ネゴチオってのは、イタリア語の「negozio」(店の意)から。
どっか大昔の、どっか架空の、いかがわしい町の話、という脳内設定。

2009年12月24日木曜日

ピンチ!

白い髭の老人は、まだ気がついていない。
どっこらしょと背負ったその袋、大きな穴が開いているよ!

2009年12月22日火曜日

ロケット男爵

七つの宇宙を股に掛けて飛び回ったロケットは、ロケットとして初めて爵位を賜った。
まもなくスペースデブリとなるロケット男爵が、社交界にデビューする日は近い。
年頃のメテオロイドたちが、キラキラとロケット男爵に熱い眼差しを送る。
だれがロケット男爵のダンスの相手をするのかしら。

発売中の雑誌、「散歩の達人」
なんと、赤井都さんの『第二の手紙』の写真が表紙です。
豆本がちゃぽんの話題も出てます。

2009年12月19日土曜日

楽園のアンテナ

猫の尻尾を丹念に探ると、小さな硬いものに触れる。
ちょっとゴメンヨ、と言ってやわらかな毛を掻き分け、ポケットに忍ばせたナイフを取り出して、チョンチョンのスッと切ると、小さな透明な棒が出てくる。

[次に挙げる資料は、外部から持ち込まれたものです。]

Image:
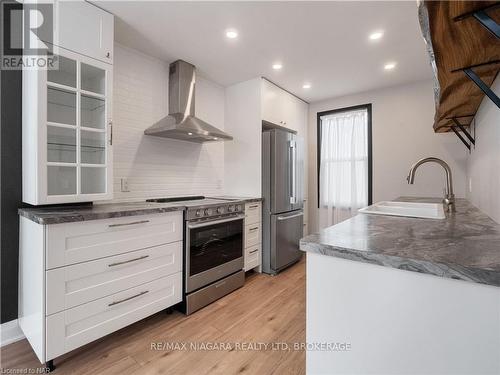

血は出ない。
陽の光に当てると、虹よりも派手な虹色が広がった。
僕はそれを「楽園のアンテナ」と呼んだ。
楽園のアンテナの標本は、やっと9本集まった。
これを持って外を歩けば、温かいお昼寝に適した場所とか、満月がよく見える場所とか、おいしい魚屋の場所とか、怠け者のネズミが棲んでいる家とか、ミルクをくれるおばあさんちとか、なんでもよくわかる。
アンテナを失った猫たちの心配はいらない。あいつらにとって楽園のアンテナはオマケみたいなもので、楽園のことはちゃんとヒゲが覚えているから。
今日は、ノラ猫のサスケのアンテナを首にぶら下げて、散歩に出かけよう。

2009年12月16日水曜日

微亜熱帯

葉だけ椰子の木になった松の木の盆栽を眺めながら、嘴だけターコイズブルーになった雀に米粒をやる。